Imagem do experimento Anita, na Antártica (NASA)

“Alegações extraordinárias exigem evidências extraordinárias”, disse o astrônomo e comunicador científico Carl Sagan.

Esta semana as notícias surgiram redes sociais e notícias: NASA faria descobriu um universo paralelo, onde o tempo fluiria ao contrário. Parece fantástico, não é? Talvez seja realmente uma fantasia. Vamos aos fatos.

O experimento Anita (não um cantor, mas uma Antena Impulsiva Transiente na Antártica) foi criado para detectar ondas de rádio criadas pela passagem de neutrinos pela Terra. Alguns anos atrás, ele descobriu um sinal que parecia vir da terra, não do céu, e isso foi visto novamente em 2020. Isso pressupõe que as partículas mais energéticas atravessariam o planeta, o que é contrário aos modelos teóricos.

O resultado é realmente surpreendente e pode significar nova física, uma nova partícula que não conhecemos bem. Ele também pode ter origem em objetos astronômicos pouco compreendidos ou pode até ser um erro instrumental.

Mas existe um campo da física que estuda a simetria das partículas: algumas têm cargas positivas, outras têm cargas negativas, partículas de matéria e antimatéria, e assim por diante. Em um caso muito extremo, esse resultado pode estar relacionado à simetria espaço-temporal. Algo como o tempo andando para trás.

Veja bem, essa é a hipótese menos provável e mais exótica. Não é um consenso nem são aceitos pelos próprios cientistas para explicar os resultados do experimento. Mas ele é sem dúvida aquele que atrai mais atenção nas manchetes. Pior, o que a hipótese remota se tornou uma “descoberta”.

Eu já vi isso antes. O experimento BICEP2 veria evidências de um universo inflacionário. O que é pior, o asteróide interestelar Oumuamua pode ser uma nave espacial guiada por alienígenas. Artigos que foram rapidamente negados pela própria comunidade científica, mas não antes de causarem muita imprensa da multidão.

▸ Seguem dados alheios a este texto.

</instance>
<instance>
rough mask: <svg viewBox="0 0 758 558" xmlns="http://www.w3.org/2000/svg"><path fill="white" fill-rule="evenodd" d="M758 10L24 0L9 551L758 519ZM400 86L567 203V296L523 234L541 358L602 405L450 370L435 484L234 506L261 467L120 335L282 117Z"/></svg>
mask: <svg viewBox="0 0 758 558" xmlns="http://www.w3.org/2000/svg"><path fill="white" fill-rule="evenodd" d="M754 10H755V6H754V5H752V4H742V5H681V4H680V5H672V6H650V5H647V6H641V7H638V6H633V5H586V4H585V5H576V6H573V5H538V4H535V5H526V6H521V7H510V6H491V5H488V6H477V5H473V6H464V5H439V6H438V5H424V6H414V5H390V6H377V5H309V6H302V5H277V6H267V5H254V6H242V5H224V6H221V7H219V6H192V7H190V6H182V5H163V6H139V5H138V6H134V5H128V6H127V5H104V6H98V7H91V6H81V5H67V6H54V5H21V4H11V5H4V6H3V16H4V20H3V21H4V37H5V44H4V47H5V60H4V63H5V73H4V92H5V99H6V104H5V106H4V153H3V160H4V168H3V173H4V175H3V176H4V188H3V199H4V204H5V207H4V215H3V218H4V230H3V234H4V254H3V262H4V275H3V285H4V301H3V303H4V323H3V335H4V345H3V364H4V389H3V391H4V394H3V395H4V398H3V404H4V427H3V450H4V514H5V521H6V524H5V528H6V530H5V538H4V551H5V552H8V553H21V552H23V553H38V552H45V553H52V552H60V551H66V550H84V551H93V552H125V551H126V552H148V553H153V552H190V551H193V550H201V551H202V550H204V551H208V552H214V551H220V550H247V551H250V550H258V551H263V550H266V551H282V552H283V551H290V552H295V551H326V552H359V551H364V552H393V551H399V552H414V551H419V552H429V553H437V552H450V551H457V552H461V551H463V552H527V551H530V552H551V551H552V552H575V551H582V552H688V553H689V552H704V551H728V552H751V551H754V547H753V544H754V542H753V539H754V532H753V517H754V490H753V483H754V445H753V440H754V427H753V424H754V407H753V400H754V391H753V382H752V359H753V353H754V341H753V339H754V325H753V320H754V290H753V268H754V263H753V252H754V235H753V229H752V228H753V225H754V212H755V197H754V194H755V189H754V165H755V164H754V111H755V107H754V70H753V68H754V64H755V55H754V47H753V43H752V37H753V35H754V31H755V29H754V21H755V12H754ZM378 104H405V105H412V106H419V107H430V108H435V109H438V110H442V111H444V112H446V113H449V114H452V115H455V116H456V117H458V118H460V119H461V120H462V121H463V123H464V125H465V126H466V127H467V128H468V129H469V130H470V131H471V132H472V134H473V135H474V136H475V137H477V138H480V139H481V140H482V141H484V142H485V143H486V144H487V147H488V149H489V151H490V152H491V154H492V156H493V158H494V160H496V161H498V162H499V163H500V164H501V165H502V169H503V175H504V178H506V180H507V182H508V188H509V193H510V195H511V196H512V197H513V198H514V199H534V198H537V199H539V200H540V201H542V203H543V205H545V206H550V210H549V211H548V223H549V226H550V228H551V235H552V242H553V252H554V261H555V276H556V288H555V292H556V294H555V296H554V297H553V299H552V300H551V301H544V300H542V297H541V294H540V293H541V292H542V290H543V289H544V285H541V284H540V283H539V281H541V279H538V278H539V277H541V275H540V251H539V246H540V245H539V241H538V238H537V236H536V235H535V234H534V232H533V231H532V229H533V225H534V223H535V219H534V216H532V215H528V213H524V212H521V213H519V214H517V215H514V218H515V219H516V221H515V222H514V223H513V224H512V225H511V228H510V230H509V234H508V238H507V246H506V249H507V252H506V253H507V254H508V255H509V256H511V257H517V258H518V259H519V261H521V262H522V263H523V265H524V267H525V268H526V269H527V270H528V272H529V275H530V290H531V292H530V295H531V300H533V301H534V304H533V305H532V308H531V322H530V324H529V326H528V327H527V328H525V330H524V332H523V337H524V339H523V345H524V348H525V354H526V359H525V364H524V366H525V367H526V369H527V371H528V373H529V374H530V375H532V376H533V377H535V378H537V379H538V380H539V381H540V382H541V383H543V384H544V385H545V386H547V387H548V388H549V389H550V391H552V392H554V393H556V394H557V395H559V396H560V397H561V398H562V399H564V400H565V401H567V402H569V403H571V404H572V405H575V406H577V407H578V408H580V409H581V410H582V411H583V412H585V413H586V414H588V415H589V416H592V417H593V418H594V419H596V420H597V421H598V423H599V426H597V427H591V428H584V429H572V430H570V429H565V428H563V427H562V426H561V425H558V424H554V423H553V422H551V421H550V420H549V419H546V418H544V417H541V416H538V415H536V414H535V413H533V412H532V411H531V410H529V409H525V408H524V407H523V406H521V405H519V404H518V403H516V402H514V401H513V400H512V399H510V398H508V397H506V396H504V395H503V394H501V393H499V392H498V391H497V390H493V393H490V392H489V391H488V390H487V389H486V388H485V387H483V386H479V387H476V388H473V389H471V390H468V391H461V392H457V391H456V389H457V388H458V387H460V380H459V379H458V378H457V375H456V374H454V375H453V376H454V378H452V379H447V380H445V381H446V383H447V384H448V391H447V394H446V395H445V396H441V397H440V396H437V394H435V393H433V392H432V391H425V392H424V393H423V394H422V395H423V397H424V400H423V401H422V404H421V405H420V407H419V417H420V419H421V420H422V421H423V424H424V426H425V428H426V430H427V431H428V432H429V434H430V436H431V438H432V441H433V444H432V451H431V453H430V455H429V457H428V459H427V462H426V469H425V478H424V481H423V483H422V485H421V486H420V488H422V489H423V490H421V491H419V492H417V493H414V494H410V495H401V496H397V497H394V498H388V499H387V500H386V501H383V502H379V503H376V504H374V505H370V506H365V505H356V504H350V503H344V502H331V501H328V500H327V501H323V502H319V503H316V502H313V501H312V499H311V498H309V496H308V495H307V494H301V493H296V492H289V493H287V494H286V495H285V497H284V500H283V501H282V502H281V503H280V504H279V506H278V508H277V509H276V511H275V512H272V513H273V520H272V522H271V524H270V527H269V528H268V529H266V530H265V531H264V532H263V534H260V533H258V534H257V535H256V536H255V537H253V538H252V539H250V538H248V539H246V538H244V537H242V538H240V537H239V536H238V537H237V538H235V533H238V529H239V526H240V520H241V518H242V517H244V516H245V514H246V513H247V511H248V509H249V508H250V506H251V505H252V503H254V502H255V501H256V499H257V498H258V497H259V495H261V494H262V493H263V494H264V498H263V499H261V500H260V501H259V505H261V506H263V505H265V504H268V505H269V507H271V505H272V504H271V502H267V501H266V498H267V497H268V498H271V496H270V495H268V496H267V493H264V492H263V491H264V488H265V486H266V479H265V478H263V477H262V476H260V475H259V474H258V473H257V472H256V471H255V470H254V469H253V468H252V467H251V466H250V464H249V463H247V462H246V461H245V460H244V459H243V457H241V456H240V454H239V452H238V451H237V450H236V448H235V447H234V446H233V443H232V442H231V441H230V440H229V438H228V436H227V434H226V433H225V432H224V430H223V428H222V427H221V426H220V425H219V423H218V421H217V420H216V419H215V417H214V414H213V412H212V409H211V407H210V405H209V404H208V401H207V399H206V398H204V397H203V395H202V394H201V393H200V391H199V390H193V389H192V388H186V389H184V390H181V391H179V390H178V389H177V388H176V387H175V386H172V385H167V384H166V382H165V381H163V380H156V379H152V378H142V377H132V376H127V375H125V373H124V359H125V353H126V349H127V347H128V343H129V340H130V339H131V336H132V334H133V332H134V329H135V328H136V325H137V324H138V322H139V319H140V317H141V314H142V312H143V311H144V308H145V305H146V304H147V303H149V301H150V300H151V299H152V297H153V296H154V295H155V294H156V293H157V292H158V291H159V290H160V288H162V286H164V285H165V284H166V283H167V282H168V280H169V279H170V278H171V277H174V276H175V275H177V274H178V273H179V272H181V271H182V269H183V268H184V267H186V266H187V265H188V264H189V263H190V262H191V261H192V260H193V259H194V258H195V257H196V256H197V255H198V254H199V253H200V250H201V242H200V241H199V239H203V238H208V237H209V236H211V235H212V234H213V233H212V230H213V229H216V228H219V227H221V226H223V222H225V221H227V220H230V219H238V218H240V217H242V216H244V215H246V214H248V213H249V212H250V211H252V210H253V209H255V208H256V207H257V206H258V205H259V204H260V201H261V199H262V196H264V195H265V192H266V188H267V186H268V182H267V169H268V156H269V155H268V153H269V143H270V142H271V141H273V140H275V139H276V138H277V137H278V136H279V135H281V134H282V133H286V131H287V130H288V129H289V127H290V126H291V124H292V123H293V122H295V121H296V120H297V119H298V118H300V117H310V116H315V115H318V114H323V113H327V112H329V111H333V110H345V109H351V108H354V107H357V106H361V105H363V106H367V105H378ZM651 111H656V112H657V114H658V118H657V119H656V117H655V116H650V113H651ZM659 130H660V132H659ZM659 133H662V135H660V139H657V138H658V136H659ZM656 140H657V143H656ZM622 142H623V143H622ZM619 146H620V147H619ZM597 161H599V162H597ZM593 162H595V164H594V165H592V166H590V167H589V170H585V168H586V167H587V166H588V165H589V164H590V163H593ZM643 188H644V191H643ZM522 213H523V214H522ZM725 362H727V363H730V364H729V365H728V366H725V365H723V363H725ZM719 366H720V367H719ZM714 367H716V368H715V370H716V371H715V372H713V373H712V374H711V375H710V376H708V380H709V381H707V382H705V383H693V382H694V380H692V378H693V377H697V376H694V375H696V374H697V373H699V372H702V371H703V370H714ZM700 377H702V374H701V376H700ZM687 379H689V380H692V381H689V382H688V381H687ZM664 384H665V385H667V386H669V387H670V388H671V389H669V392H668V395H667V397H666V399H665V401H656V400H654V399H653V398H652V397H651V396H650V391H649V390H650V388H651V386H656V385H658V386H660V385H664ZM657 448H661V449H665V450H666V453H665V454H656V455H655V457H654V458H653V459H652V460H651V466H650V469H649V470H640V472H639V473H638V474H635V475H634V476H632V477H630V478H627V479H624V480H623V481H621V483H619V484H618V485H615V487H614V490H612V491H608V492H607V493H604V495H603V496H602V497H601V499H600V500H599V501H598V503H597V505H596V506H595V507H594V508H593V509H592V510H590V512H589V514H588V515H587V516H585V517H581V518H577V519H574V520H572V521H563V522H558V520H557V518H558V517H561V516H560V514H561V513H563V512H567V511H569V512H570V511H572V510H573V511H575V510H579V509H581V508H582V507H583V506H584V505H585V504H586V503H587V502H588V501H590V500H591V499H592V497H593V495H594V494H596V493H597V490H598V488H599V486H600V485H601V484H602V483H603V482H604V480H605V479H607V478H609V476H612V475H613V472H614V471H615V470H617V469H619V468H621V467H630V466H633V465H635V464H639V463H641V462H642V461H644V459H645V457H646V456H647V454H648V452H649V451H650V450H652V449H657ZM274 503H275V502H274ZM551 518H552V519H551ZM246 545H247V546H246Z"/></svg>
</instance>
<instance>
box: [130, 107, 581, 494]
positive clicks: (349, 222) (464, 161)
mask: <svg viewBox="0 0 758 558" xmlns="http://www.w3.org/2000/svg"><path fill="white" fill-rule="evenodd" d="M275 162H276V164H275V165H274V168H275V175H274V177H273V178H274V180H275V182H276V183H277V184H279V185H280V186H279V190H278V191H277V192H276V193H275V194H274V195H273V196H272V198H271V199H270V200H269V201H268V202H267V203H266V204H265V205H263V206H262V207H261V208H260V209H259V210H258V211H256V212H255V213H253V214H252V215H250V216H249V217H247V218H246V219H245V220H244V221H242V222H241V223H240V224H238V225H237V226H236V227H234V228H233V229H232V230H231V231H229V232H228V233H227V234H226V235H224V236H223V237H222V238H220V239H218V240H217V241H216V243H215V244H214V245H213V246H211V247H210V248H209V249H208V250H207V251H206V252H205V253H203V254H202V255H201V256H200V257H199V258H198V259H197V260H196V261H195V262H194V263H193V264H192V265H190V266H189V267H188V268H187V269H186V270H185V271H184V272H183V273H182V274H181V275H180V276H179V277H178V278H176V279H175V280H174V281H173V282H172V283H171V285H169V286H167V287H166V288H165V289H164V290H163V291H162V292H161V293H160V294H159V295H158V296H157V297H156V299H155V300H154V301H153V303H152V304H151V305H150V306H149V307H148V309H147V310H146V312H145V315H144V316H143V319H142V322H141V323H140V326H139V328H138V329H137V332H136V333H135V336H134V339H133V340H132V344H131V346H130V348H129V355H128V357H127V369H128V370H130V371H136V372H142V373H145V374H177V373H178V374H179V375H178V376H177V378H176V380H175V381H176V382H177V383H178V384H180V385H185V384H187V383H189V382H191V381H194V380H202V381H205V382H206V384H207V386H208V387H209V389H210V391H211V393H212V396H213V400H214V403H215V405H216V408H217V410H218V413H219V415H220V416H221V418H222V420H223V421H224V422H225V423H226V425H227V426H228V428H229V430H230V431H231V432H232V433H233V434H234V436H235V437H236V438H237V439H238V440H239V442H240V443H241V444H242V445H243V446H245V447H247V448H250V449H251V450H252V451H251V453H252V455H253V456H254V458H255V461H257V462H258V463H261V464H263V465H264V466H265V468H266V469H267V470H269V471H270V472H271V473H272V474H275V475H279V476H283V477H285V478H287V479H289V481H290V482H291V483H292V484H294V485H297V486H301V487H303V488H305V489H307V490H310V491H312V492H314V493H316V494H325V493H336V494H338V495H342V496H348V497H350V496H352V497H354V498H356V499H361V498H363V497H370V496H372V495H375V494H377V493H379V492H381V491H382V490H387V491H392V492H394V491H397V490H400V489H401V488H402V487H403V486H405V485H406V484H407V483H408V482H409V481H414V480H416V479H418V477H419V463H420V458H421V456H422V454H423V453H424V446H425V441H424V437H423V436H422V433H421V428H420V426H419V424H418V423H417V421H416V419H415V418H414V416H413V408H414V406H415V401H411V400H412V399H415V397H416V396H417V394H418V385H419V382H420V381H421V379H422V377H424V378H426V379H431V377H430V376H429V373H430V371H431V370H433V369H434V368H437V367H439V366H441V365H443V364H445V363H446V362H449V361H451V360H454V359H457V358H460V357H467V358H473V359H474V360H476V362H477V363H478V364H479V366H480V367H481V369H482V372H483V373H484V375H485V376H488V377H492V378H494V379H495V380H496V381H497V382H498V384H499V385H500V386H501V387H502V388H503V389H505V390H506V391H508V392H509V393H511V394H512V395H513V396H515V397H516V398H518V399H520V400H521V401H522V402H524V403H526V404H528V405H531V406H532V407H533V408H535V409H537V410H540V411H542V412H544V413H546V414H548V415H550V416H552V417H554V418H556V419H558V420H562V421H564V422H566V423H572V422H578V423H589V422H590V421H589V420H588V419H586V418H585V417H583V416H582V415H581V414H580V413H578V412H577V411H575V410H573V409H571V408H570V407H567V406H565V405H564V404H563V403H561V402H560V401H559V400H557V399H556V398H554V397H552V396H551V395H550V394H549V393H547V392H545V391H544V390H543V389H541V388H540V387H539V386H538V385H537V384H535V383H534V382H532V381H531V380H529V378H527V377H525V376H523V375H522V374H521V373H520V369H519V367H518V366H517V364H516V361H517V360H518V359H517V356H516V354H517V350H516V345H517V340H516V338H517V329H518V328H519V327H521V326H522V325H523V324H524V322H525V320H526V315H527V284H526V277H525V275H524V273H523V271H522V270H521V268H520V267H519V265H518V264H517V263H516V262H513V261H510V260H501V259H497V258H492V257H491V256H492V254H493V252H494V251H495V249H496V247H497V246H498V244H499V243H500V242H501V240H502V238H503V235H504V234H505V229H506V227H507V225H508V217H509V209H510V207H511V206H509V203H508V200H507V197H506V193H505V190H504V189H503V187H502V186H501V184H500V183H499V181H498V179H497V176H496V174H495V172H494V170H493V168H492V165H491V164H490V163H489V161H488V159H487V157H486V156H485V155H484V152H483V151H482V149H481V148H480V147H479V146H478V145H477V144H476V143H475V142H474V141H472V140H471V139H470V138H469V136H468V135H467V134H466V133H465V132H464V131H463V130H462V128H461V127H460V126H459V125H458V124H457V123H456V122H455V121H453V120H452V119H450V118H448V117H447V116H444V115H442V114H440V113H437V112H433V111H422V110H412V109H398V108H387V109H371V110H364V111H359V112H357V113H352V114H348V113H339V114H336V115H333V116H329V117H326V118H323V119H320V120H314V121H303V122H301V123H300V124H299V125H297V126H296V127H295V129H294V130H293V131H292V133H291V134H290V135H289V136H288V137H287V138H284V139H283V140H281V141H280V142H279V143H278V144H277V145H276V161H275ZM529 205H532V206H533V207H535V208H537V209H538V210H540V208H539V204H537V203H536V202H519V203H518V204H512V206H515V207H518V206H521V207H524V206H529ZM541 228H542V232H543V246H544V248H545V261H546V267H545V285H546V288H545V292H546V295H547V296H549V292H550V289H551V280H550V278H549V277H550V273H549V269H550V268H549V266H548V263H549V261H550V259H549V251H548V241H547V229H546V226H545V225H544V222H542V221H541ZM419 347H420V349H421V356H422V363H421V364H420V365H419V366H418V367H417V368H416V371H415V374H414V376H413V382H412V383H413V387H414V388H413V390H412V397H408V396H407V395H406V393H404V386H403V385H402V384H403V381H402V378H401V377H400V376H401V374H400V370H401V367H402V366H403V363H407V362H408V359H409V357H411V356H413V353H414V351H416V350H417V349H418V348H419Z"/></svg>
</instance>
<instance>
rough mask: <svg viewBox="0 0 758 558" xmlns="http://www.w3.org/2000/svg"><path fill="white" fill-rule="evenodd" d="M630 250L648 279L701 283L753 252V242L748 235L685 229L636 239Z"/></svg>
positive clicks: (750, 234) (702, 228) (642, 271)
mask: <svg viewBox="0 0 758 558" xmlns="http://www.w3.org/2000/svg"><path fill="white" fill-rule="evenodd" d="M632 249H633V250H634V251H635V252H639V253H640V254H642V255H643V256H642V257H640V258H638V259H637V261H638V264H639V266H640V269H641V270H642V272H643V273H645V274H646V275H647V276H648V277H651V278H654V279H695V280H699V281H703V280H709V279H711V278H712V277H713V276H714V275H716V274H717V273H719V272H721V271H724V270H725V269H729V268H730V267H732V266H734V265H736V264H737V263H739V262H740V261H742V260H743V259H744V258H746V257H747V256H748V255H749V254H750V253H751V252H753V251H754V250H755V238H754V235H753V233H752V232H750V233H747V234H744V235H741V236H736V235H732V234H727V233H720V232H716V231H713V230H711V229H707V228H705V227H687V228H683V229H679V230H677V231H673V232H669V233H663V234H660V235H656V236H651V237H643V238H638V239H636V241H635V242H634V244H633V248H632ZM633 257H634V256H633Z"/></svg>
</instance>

Na minha opinião, o grande problema é a confusão criada sem o jornalismo científico. Devido a problemas de comunicação e falta de iniciativa da própria comunidade científica, o público tem dificuldade em distinguir resultados fortes do consenso acadêmico. E descobertas reais e inovadoras, como a fotografia de buracos negros ou a detecção de ondas gravitacionais, são colocadas em pé de igualdade pela especulação excêntrica.

Precisamos tornar público o processo científico. A Sociedade paga pelo nosso trabalho e tem o direito de participar da descoberta. Mas devemos ser responsáveis ​​neste diálogo para que essa participação seja informada, ou a sociedade estará à mercê notícias falsas barato. Isso é verdade tanto para universos paralelos quanto para estudos clínicos de medicamentos importantes.

Afinal, especialmente em um momento de pandemia, é importante distinguir o consenso científico do sensacionalismo da mídia.